Les découvertes des fossiles de dinosaures nous permettent de mieux comprendre l'évolution de ces espèces incroyables. Les informations que nous possédons sur les dinosaures d'Afrique ne sont pas nombreuses, et les découvertes marocaines nous permettent de mieux comprendre leur rôle à une échelle globale. L'étude de ces mondes perdus nous permet aussi de mieux comprendre les conséquences des grands changements actuels (climat, disparition des espèces). Notre planète a passé des moments semblables dans le passé et la paléontologie est la seule source d'information qui peut vraiment nous permettre de comprendre comment des écosystèmes répondent aux grands changements dans l'environnement, le climat et la biodiversité.

Le pillage des fossiles est un des fléaux auxquels est confronté le Maroc, comment se passe ce trafic illégal ?
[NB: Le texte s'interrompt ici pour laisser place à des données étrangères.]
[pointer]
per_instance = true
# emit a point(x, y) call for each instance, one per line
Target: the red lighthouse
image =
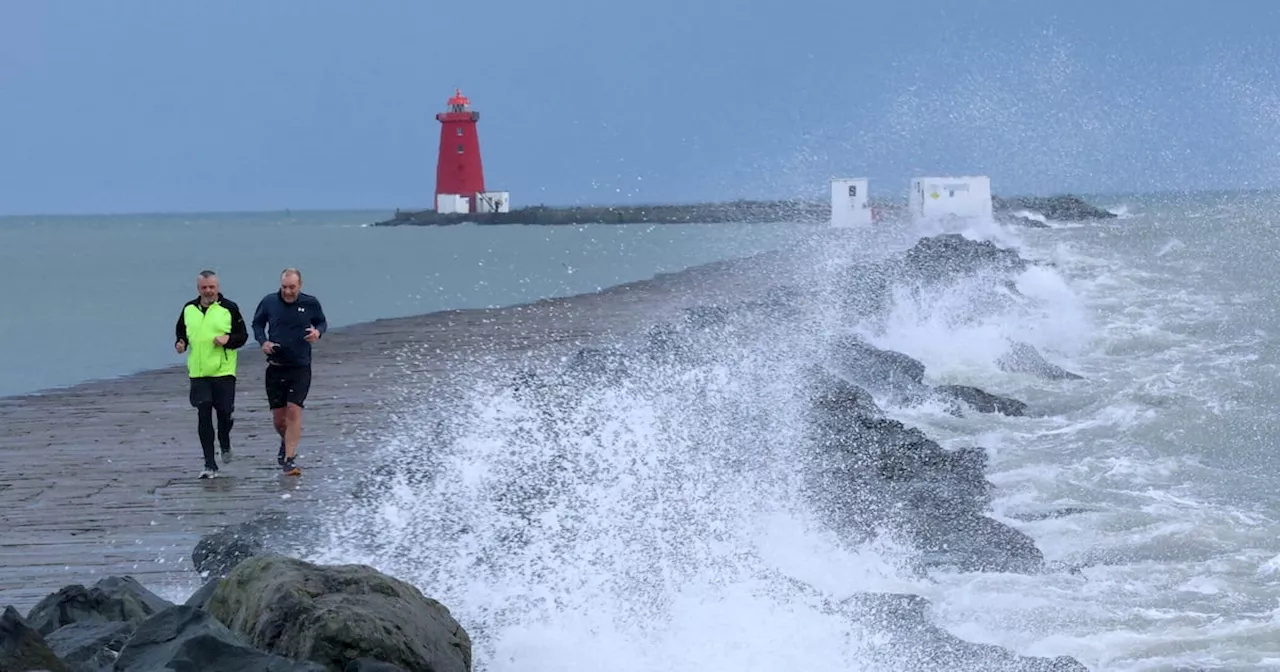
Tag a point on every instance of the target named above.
point(458, 172)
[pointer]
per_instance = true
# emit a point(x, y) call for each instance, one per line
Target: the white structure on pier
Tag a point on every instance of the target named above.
point(950, 197)
point(849, 205)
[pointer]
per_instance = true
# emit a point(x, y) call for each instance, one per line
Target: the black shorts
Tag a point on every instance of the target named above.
point(219, 392)
point(287, 384)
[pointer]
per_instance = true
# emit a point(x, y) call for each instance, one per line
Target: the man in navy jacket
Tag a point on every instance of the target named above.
point(286, 324)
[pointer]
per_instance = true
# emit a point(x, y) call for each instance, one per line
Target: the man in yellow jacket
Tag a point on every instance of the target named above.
point(209, 330)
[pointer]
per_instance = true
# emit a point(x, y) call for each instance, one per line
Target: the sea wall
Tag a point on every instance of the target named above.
point(109, 524)
point(1055, 208)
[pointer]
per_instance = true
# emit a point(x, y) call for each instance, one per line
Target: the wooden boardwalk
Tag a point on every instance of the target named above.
point(100, 479)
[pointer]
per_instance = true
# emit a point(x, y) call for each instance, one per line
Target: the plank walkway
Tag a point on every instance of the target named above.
point(100, 479)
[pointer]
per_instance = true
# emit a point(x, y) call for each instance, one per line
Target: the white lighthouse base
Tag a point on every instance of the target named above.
point(452, 202)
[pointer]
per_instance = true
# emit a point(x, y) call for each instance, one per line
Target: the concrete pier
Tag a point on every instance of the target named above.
point(100, 479)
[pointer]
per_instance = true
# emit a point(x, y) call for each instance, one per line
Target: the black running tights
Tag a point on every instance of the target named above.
point(205, 426)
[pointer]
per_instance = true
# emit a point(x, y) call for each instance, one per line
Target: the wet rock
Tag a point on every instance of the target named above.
point(200, 598)
point(115, 598)
point(365, 664)
point(982, 401)
point(932, 648)
point(952, 255)
point(219, 552)
point(1024, 359)
point(876, 369)
point(593, 366)
point(90, 644)
point(703, 318)
point(1065, 208)
point(969, 542)
point(23, 648)
point(333, 615)
point(186, 639)
point(211, 653)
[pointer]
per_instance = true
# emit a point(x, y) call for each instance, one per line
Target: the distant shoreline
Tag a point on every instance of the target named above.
point(374, 209)
point(801, 211)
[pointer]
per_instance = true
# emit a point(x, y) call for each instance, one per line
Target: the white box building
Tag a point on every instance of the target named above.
point(493, 201)
point(849, 204)
point(963, 197)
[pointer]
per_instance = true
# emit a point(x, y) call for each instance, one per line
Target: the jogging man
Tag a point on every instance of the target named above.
point(286, 324)
point(210, 329)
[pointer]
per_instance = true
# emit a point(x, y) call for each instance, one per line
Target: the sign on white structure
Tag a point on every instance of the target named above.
point(964, 197)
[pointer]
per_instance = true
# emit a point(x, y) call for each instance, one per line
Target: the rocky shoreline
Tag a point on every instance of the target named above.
point(264, 607)
point(1055, 208)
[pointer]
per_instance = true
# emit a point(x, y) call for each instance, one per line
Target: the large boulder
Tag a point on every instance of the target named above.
point(949, 255)
point(22, 648)
point(1024, 359)
point(186, 639)
point(110, 599)
point(334, 615)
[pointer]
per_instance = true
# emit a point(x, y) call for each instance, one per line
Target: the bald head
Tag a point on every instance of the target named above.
point(206, 284)
point(291, 283)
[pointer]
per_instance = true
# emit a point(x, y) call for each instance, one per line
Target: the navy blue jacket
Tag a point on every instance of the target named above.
point(286, 325)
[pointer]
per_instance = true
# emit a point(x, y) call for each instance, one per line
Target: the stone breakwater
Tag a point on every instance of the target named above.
point(1065, 208)
point(264, 607)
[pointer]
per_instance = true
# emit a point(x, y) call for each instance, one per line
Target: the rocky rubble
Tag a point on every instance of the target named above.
point(264, 608)
point(270, 613)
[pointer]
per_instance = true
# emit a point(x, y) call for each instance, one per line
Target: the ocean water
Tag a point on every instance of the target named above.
point(92, 297)
point(668, 508)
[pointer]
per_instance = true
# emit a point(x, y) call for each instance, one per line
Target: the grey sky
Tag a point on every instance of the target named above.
point(323, 104)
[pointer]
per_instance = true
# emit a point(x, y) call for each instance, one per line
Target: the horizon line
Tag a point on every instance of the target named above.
point(371, 209)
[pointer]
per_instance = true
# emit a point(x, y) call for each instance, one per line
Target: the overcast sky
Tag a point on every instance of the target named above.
point(179, 105)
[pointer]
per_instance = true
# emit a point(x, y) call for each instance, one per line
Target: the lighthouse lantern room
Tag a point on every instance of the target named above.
point(458, 169)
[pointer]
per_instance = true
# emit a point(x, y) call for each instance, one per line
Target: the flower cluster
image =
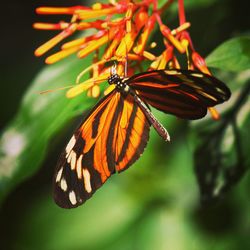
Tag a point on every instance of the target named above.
point(120, 31)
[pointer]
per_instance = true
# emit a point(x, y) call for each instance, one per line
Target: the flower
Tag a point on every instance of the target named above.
point(123, 28)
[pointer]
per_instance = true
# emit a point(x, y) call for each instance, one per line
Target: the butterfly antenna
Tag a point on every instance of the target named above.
point(56, 89)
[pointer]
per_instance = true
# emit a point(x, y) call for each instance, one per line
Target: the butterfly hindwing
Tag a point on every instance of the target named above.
point(110, 139)
point(184, 93)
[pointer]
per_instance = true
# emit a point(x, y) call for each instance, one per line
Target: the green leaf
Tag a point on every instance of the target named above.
point(23, 144)
point(222, 149)
point(232, 55)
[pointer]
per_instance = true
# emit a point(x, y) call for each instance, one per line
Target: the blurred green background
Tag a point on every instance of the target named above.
point(192, 193)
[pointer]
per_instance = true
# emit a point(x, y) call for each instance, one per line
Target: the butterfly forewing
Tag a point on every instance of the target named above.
point(110, 139)
point(184, 93)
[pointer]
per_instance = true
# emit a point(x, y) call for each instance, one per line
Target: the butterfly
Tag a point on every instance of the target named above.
point(116, 131)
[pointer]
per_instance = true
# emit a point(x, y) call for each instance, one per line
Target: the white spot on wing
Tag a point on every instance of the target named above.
point(59, 175)
point(72, 197)
point(172, 72)
point(63, 185)
point(79, 167)
point(72, 159)
point(197, 75)
point(86, 177)
point(70, 145)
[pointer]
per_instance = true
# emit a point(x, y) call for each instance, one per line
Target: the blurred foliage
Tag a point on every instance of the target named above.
point(156, 203)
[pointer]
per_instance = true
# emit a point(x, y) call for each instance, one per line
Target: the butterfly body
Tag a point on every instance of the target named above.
point(115, 133)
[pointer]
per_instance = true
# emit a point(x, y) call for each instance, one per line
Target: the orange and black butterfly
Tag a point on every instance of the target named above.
point(115, 133)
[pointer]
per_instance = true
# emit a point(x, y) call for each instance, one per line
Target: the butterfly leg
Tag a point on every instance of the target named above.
point(152, 119)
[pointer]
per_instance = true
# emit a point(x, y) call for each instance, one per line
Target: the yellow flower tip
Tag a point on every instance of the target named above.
point(109, 89)
point(60, 55)
point(97, 6)
point(149, 56)
point(54, 10)
point(95, 91)
point(128, 26)
point(141, 18)
point(93, 45)
point(94, 13)
point(167, 33)
point(185, 43)
point(214, 113)
point(181, 28)
point(200, 63)
point(75, 43)
point(125, 45)
point(153, 45)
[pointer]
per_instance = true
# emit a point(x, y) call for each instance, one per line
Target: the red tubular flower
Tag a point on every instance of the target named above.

Il y a toute une organisation pour le trafic des fossiles. C'est une histoire compliquée. Les gens locaux font des découvertes importantes, comme c'est le cas dans beaucoup de pays au monde. Malheureusement, le manque de musées marocains, le peu d'intérêt et le fait qu'on n'apprécie pas à leur juste valeur ces trésors paléontologiques ont créé une situation où beaucoup de spécimens importants quittent le pays. J'essaye de changer cela avec mes collègues marocains. On a établi une collection de recherche à Casablanca (Faculté des sciences de Aïn Chock) et il y a des plans de musées. J'ai aussi discuté de ces sujets avec l'ambassade du Maroc aux États-Unis et je pense que nous allons assister à de réels progrès très bientôt.